BioWorld International Correspondent
LONDON - Just days after Cambridge Antibody Technology Group plc said it settled its long-standing feud with Abbott Laboratories over Humira royalty payments, the firm picked up the clinical portfolio of Genencor International Inc. for $14 million worth of CAT shares.
The deal gives CAT two products, with one in Phase II development, and a first foothold in the U.S. In addition, the deal furthers CAT's ambition to focus on oncology in its internal research and development programs. The Abbott settlement brought CAT $255 million. (See "CAT, Abbott Settle Humira Dispute; Abbott Pays $255M," this issue.)
The former oncology team at Genencor, comprising 10 members, has been taken on by CAT. For now, they will be based at Genencor's existing site in Palo Alto, Calif., but the intention is to transfer them to a separate CAT facility in the area.
The products, GCR-3888 and GCR-8015, consist of a murine antibody fragment that targets the CD22 receptor on B-lymphocytes, fused to a toxin molecule, Pseudomonas exotoxin PE38.
They work by releasing the toxin intracellularly, after the whole immunotoxin has been internalized via the CD22 receptor.
GCR-3888 and GCR-8015 were discovered and initially developed by the National Cancer Institute. They were licensed from the National Institutes of Health by Genencor in December 2004 under a Cooperative Research and Development Agreement (CRADA).

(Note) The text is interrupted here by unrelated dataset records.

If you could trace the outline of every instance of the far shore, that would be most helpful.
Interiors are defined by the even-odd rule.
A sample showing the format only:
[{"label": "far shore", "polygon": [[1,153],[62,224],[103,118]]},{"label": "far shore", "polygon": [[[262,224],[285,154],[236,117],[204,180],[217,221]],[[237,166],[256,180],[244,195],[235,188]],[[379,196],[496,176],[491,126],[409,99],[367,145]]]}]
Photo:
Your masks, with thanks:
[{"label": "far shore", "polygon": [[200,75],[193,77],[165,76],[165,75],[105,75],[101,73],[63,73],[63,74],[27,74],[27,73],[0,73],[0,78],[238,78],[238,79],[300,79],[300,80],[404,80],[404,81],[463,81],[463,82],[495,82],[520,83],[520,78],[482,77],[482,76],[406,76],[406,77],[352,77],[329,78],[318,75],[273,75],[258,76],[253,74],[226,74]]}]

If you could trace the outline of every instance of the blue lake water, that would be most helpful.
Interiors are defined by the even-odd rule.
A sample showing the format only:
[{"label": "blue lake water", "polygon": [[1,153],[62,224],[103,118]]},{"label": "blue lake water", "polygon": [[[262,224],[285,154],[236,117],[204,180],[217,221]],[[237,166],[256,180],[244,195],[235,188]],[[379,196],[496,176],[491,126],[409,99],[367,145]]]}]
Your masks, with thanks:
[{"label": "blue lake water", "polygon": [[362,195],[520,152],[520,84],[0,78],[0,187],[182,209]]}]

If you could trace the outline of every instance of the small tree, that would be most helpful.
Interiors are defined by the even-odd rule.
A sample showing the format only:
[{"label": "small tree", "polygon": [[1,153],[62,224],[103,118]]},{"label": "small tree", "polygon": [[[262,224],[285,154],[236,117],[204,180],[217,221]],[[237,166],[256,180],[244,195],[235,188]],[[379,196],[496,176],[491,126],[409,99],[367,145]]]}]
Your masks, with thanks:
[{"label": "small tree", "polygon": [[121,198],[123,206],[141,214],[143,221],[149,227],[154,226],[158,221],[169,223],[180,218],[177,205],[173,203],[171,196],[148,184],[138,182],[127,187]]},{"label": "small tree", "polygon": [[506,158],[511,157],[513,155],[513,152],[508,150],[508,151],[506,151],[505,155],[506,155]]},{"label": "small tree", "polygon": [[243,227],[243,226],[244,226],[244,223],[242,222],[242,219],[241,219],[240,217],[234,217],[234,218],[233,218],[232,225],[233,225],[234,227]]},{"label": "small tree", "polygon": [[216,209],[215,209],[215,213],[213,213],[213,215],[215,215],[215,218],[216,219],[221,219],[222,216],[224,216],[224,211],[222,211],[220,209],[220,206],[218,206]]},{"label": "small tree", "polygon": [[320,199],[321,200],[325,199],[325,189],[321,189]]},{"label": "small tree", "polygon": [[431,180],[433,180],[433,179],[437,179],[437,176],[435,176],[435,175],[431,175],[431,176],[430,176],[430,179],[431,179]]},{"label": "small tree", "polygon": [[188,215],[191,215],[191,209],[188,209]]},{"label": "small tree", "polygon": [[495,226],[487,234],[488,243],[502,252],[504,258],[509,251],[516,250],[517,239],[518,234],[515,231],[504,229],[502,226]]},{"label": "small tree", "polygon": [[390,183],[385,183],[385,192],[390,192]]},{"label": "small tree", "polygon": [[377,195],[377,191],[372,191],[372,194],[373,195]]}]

GCR-3888 has shown efficacy in a 46-patient Phase I trial in hairy-cell leukemia (HCL), and is in a Phase II trial in the same indication. GCR-8015, optimized to have increased affinity for CD22, is in preclinical development as a treatment for B-cell malignancies, including non-Hodgkin's lymphoma and chronic lymphocytic leukemia.
Peter Chambré, CEO, told BioWorld International the acquisition is significant in three respects.
"There is proof of the mechanism in HCL," he said. "The products are in an oncology indication where we can take optimized candidates forward ourselves, and they are at the right stage of development for us to take them on."
CAT will pay Genencor $14 million on closing, which is expected to be Nov. 4. Simultaneously, Genencor will pay $14 million for 1.2 million new CAT shares, equivalent to about 2.3 percent of CAT's existing share capital. CAT may be liable to pay a further $2 million for bulk product for GCR-8015 if the material is suitable.
Chambré said that paying the cash to Genencor so they could give it back in return for shares was simplest way of handling the transaction.
Genencor announced that it was to divest its clinical development arm in August. That followed a decision to focus on the industrial enzymes business after its acquisition in April by the Danish food ingredients and sugar processing company Danisco A/S.
Under the original license with the NIH, CAT will have rights to a portfolio of intellectual property related to the products and will pay royalties to NIH. Chambré said CAT will maintain the CRADA agreement, which gives the company an important relationship in the U.S.
The NIH is paying for three trials of GCR-3888 that are under way, while the understanding is that CAT will fund two trials of GCR-8015 once it reaches the clinic, and the NIH one trial.
Before that, CAT has to spend the next year doing manufacturing development for GCR-8015 at its headquarters in Cambridge, UK.
Chambré did not wish to comment on whether, having landed, CAT has ambitions to expand its U.S. base, but did say the new recruits from Genencor, "provide a core of oncology development expertise to CAT for the future."